How do you view consumer sentiment across APAC, especially amid global economic uncertainty?
Despite ongoing geopolitical uncertainty, consumer confidence across APAC has remained positive and surprisingly resilient.
Covid fundamentally changed consumer behaviour and taught both consumers and brands how to adapt during difficult periods, be resilient and be agile. The Covid playbook also shows that once confidence returns, spending rebounds strongly—as seen through revenge travel and revenge spending. Brands have also learnt that completely stopping marketing investment during downturns is counterproductive. Maintaining a consistent presence makes recovery much faster when market conditions improve.
What are your expectations from agencies and clients over the next few years?
From an agency perspective, our responsibility is to continuously evolve. That means investing in AI, training our people and restructuring our organisations to thrive in a discovery-led world rather than a search-led one. We are investing in our people and as they evolve across platforms, they will bring more to the clients’ journey.
From clients, I would like to see greater courage and a better understanding of the investments required to adopt AI effectively. While AI creates efficiencies, it also requires significant investments in technology, talent and training. We need to be accountable to clients, but clients need to also understand that changes in the industry and AI do not come at an either/or cost. The assumption is that if AI reduces workload and speeds up processes, this should impact the cost.
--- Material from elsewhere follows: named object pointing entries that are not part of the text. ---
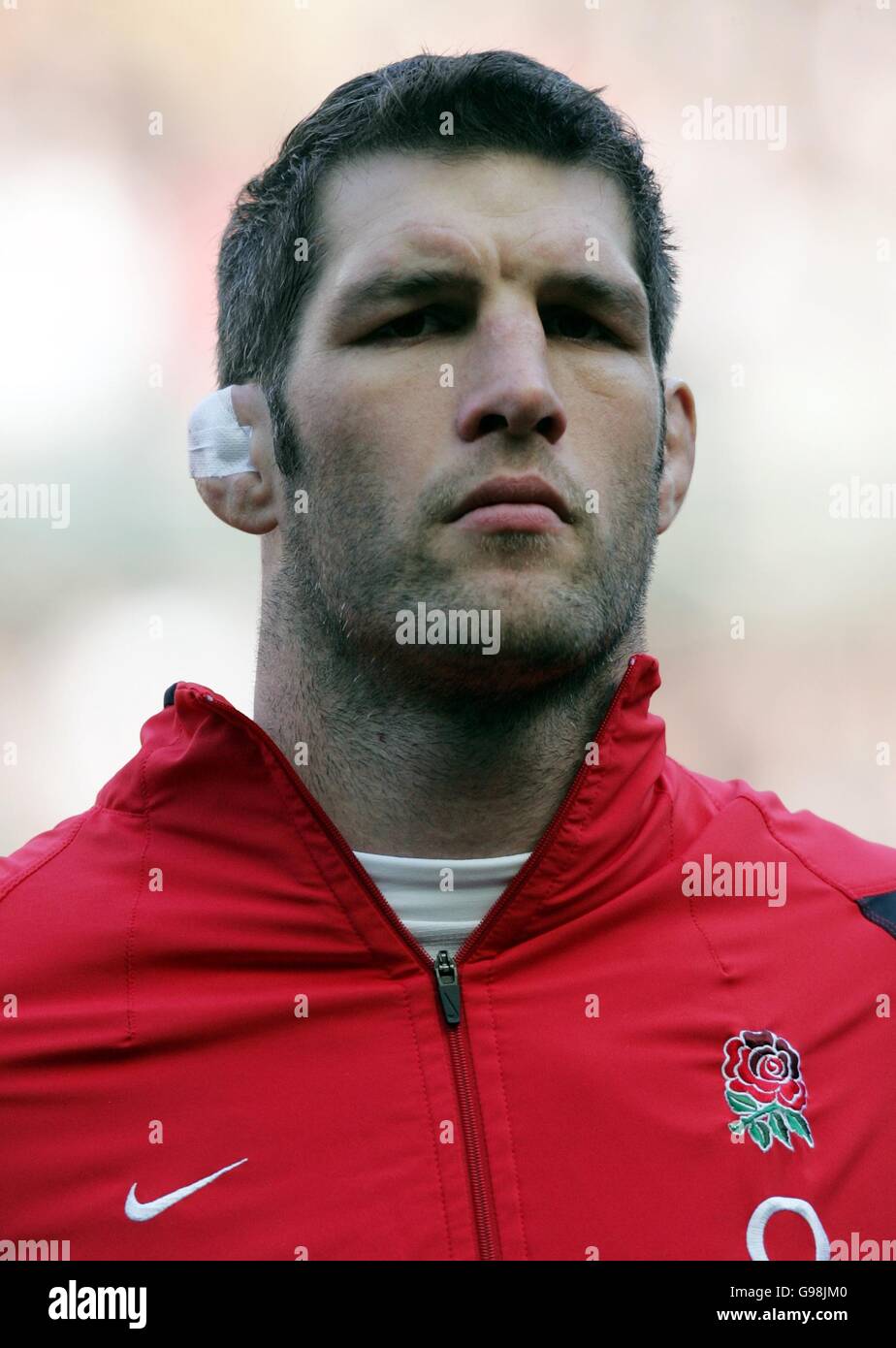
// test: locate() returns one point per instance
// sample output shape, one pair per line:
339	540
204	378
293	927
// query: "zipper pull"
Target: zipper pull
449	987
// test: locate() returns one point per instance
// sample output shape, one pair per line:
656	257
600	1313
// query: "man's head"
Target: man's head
488	291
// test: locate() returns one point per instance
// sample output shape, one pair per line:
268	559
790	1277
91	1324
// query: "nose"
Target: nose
508	386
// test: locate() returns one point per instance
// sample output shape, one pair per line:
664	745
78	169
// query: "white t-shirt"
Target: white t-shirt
441	918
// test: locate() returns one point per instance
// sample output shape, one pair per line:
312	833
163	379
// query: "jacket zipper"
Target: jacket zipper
448	979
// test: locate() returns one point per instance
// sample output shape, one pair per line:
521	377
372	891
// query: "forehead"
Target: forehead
511	214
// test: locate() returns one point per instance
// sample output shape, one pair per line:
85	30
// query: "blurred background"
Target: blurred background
787	335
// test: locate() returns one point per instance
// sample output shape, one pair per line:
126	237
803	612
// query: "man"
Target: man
441	956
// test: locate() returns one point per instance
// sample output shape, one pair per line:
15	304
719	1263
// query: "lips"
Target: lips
514	491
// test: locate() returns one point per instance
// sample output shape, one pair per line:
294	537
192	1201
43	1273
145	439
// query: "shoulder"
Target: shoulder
861	870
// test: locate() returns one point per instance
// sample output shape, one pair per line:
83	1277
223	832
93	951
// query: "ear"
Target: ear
246	500
678	450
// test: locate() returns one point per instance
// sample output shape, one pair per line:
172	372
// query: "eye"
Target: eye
408	327
576	325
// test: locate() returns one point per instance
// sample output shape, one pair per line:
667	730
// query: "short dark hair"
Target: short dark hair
500	101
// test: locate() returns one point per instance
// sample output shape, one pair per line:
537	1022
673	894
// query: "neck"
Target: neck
407	773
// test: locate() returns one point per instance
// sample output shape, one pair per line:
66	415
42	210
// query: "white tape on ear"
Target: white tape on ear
218	445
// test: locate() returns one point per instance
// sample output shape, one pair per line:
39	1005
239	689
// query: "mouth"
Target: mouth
526	504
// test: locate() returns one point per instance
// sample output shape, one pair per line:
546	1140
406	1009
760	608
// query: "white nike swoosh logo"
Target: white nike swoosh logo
144	1210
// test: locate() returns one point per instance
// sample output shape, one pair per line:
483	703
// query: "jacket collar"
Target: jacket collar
207	763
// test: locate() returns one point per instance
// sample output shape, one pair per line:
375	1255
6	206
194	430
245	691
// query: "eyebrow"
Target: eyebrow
388	284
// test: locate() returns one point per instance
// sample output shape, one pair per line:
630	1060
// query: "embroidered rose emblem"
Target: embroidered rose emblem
764	1087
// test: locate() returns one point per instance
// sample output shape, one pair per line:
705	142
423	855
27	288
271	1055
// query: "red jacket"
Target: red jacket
205	992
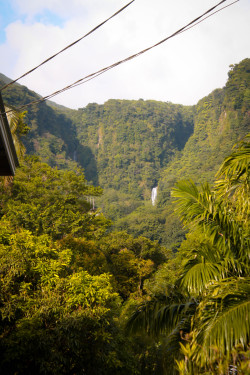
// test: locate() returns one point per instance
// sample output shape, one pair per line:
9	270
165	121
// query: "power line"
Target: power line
67	47
91	76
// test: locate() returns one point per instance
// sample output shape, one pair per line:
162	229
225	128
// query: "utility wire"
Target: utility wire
91	76
67	47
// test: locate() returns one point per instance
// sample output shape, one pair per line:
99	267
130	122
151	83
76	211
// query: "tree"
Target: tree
211	324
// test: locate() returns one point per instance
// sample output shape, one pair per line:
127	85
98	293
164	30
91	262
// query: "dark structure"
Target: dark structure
8	156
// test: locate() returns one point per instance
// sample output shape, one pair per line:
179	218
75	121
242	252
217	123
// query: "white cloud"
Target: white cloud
182	70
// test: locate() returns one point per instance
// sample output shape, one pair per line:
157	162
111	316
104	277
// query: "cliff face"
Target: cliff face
128	147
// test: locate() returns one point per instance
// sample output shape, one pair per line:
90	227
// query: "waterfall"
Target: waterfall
154	195
74	156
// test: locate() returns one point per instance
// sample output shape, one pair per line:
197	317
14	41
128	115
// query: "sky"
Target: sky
182	70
While AI is seen as a value, clients should realise that speed comes at the cost of heavy investment and this investment helps improve efficiencies.
I would also encourage marketers to be bolder creatively. Across APAC, we're seeing a tremendous resurgence of cultural pride. Markets like India, Thailand, Indonesia and Malaysia are creating culturally rooted campaigns that are increasingly influencing global marketing rather than simply adapting Western ideas.
Finally, how important is India within the APAC growth story?
India is one of the most important growth markets in APAC today. Along with Thailand and the Philippines, it is fundamentally reshaping the region's marketing landscape.
While Australia and China have historically dominated attention, India's scale, economic momentum and marketing innovation are making it one of the biggest opportunities for agencies and brands alike. The market is no longer just growing—it is helping shape the future of marketing across the region.